Climate change demands urgent actions towards CO2 emission reduction. Through their effect on friction losses, new engine lubricants play a key role in reducing fuel consumption and, consequently, CO2 emissions. Besides oil viscosity optimization, friction contributions are primarily dependent on friction reducer (FR) chemistry, although secondary impacts exist for detergent, dispersant, and antiwear additives.
The authors have been working for several years in the development of innovative friction reducer additives as well as in the definition of testing methods for evaluating the performances of a large number of molecules and selecting the most promising ones for engine or vehicle tests. According to this approach, a tribological method was firstly set up by using the Mini Traction Machine (MTM); this equipment is able to measure friction coefficient under various operating conditions and can also reproduce the Stribeck curve, which embraces all the lubrication regimes, thus qualitatively predicting friction behavior of a lubricant. The performances of a large quantity of candidate additives were evaluated.
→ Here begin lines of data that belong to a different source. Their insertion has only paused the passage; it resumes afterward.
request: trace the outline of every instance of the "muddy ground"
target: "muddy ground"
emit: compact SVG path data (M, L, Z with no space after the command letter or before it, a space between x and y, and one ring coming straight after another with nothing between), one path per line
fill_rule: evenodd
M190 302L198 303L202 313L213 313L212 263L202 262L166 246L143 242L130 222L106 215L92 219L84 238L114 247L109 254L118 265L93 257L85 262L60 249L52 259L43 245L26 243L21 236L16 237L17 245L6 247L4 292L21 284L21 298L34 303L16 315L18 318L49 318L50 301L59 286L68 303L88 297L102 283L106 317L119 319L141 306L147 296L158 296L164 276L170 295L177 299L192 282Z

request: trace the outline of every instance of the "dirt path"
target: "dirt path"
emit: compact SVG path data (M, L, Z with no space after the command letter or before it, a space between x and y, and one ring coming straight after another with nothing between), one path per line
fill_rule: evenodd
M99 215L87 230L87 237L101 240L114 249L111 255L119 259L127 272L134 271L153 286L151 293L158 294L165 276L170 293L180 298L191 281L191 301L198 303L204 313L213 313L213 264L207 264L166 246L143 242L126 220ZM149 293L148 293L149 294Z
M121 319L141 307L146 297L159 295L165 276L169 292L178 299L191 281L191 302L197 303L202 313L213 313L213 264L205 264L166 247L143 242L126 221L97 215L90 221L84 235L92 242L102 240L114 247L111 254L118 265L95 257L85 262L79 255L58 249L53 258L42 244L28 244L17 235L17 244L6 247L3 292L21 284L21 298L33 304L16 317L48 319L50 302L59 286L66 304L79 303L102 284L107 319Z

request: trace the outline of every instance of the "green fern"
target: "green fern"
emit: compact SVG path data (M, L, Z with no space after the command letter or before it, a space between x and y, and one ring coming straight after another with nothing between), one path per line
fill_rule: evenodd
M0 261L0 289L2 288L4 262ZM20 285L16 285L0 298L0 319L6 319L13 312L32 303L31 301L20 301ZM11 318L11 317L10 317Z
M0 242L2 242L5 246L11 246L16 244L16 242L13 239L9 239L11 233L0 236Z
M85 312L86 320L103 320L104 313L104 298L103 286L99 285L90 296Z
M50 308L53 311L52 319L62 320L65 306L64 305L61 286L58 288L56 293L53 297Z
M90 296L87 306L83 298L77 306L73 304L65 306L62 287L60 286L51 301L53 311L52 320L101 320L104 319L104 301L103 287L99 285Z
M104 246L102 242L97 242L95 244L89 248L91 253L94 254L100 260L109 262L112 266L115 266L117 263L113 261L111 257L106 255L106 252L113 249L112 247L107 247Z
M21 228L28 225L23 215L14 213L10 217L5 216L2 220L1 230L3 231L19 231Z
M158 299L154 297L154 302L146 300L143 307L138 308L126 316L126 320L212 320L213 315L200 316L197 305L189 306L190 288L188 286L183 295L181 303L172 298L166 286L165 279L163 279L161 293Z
Among these, a very promising metal-free additive, derived from renewable sources, was selected and then put in low viscosity engine oils for engine and vehicle test evaluation; standard engine tests, like Sequence VIE and JASO M366 Fuel Economy, as well as chassis-dyno tests were carried out, obtaining results that meet ILSAC GF6a and JASO GLV-1 limits.
The same additive was also evaluated as fuel-borne FR in chassis-dyno tests based on an in-house procedure with CO2 and fuel consumption evaluation. The additive in 95 RON gasoline was compared with the same fuel without additives.
The promising behavior of friction reducer additives at the different scales is the subject of this paper aimed to give a valid support in the roadmap towards CO2 reduction.